La vie monastique incluait et inclut toujours le travail des champs, l’élevage de différentes variétés d’animaux, le fonctionnement des moulins sur les ruisseaux et les rivières au profit du monastère et des fermiers laïques des environs, le développement de nouveaux types de charrues et de machines agricoles, la fabrication de vêtements liturgiques (chasubles, dalmatiques, etc.) et de vases sacrés (calices, patènes, encensoirs, etc.) pour les cérémonies religieuses et la fabrication d’objets religieux tels que les icônes, les images, les rosaires et les crucifix. Cette forme du travail était et est considérée comme faisant partie intégrante de la vie spirituelle de chaque moine ou moniale.

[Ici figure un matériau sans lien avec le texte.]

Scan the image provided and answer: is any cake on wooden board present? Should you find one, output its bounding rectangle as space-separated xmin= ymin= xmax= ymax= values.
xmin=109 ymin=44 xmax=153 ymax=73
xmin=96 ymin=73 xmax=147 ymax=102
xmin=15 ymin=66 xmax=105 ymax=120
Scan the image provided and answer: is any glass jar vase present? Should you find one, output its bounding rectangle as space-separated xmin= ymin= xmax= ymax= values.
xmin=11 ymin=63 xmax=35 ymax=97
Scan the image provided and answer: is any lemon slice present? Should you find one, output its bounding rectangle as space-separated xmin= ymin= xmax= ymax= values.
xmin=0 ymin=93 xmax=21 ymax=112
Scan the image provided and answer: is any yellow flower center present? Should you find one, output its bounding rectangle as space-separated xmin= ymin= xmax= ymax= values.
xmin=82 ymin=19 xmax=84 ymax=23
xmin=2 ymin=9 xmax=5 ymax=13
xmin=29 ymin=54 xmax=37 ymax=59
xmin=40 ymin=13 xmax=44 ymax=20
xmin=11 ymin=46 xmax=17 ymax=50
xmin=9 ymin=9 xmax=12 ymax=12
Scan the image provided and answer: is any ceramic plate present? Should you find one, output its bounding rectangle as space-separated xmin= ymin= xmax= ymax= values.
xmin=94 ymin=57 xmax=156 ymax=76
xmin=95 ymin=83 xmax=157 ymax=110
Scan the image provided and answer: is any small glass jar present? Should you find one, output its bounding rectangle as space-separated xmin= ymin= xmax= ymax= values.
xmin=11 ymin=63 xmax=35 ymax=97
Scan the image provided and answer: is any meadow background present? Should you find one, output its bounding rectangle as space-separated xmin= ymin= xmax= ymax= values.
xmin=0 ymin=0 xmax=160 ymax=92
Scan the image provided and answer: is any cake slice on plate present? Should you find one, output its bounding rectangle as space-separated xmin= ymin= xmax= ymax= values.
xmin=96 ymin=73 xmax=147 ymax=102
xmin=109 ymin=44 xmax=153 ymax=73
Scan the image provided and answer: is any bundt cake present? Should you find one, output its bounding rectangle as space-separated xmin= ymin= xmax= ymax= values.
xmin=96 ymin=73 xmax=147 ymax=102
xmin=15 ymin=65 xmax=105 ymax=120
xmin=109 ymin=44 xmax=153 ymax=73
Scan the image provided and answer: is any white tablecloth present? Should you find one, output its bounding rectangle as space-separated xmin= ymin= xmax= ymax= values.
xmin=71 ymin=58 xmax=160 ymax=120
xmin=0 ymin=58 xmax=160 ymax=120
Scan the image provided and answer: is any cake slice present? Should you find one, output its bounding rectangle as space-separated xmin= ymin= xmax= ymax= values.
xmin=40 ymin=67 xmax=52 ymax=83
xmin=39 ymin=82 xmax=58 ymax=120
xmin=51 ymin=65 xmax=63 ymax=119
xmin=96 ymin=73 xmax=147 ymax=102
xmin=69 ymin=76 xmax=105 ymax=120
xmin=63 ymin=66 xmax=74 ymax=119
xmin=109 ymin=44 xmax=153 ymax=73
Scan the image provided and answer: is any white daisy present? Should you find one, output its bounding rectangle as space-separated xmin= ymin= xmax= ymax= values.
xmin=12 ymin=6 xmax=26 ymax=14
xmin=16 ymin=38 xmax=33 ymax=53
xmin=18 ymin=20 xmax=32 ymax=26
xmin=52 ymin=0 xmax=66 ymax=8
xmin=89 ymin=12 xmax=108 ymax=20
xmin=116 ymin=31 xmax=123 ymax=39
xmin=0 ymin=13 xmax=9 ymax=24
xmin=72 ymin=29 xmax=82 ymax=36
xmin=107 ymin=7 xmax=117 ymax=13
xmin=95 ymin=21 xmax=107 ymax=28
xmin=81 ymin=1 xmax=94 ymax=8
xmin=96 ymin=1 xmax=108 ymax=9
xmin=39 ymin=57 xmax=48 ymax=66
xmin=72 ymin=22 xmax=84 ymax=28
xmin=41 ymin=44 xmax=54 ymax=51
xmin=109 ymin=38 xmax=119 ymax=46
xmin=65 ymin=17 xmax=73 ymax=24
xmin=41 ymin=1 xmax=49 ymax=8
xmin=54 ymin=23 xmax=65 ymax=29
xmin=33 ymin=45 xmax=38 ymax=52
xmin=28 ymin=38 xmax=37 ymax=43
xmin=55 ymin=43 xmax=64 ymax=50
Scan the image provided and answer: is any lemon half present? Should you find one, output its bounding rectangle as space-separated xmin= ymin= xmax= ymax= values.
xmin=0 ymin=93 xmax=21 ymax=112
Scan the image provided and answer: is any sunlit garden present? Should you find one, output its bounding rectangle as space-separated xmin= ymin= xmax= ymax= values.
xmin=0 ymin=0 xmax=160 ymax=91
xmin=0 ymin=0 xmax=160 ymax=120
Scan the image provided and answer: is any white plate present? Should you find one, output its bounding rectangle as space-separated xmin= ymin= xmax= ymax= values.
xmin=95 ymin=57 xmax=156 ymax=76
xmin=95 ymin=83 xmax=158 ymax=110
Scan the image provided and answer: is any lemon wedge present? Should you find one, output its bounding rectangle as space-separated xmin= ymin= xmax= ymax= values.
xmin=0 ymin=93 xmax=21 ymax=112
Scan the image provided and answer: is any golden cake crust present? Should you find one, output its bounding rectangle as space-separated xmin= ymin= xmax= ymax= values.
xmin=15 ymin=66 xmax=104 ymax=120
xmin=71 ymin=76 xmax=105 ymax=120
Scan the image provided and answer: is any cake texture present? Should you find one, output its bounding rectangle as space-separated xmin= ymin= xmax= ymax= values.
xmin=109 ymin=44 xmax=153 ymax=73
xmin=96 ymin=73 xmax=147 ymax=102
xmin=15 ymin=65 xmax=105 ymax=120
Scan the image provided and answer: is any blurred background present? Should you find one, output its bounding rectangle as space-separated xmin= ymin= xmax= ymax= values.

Comme dans le cas des codes monastiques bouddhistes, la règle de Saint Benoît détaille les étapes à suivre pour discipliner et excommunier ou réadmettre les moines et moniales fautifs qui n’ont pas suivi les règles de l’ordre. La règle de Saint Benoît, chapitres 23 à 28, pages 36 à 39. Les sanctions sont : se mettre à genoux avec les bras tendus pendant de longues périodes, le silence, la mortification par autoflagellation avec un fouet ou en portant un cilice, les repas en solitaire, la discipline physique et en dernier recours, l’expulsion pure et simple, mais pour les soins de l’âme des fautifs, on s’en tient principalement aux prescriptions trouvées dans le Nouveau Testament. Un membre excommunié est vu comme celui qui est privé du salut et risque les feux de l’enfer perpétuel. Les membres s’associant à un membre excommunié sans instruction de l’abbé ou de l’abbesse sont passibles des mêmes peines. Ibid., chapitre 26, p. 38. La discipline est rendue pendant le « chapitre », traditionnellement tenu dans les salles capitulaires. Ces rassemblements sont appelés « chapitres », car les sessions supervisant l’ordre du monastère et la réglementation de la conduite sont précédées par la lecture d’un chapitre extrait de la règle de l’ordre. Au cours du chapitre, les moines ou moniales règlent les affaires de la vie quotidienne du monastère, confessent publiquement leurs péchés et les infractions commises contre la règle. Les pécheurs sont habituellement envoyés devant des comités spéciaux composés d’autres moines ou moniales qui déterminent le genre de discipline ou de peine à appliquer à l’infraction.

Comme dans le bouddhisme, les membres des monastères chrétiens et des ordres religieux peuvent quitter l’ordre légitimement et de façon harmonieuse. Comme les moines et frères catholiques romains font des vœux solennels par opposition à des vœux simples ou temporaires, ils doivent d’abord obtenir ce qu’on appelle une dispense (de leurs vœux) du Vatican lui-même. Ils restent en bons termes avec l’Église officielle, à condition de sortir en suivant les procédures correctes, de patienter jusqu’à ce que la dispense soit finalisée selon la réglementation canonique et de ne pas railler leur Église mère. S’ils ne suivent pas ces préceptes, ils sont passibles de censure, d’interdiction (une exclusion de tous les sacrements comme le mariage, la réconciliation [confession], l’eucharistie, et l’onction) et/ou d’excommunication, une séparation totale de l’Église et de sa congrégation.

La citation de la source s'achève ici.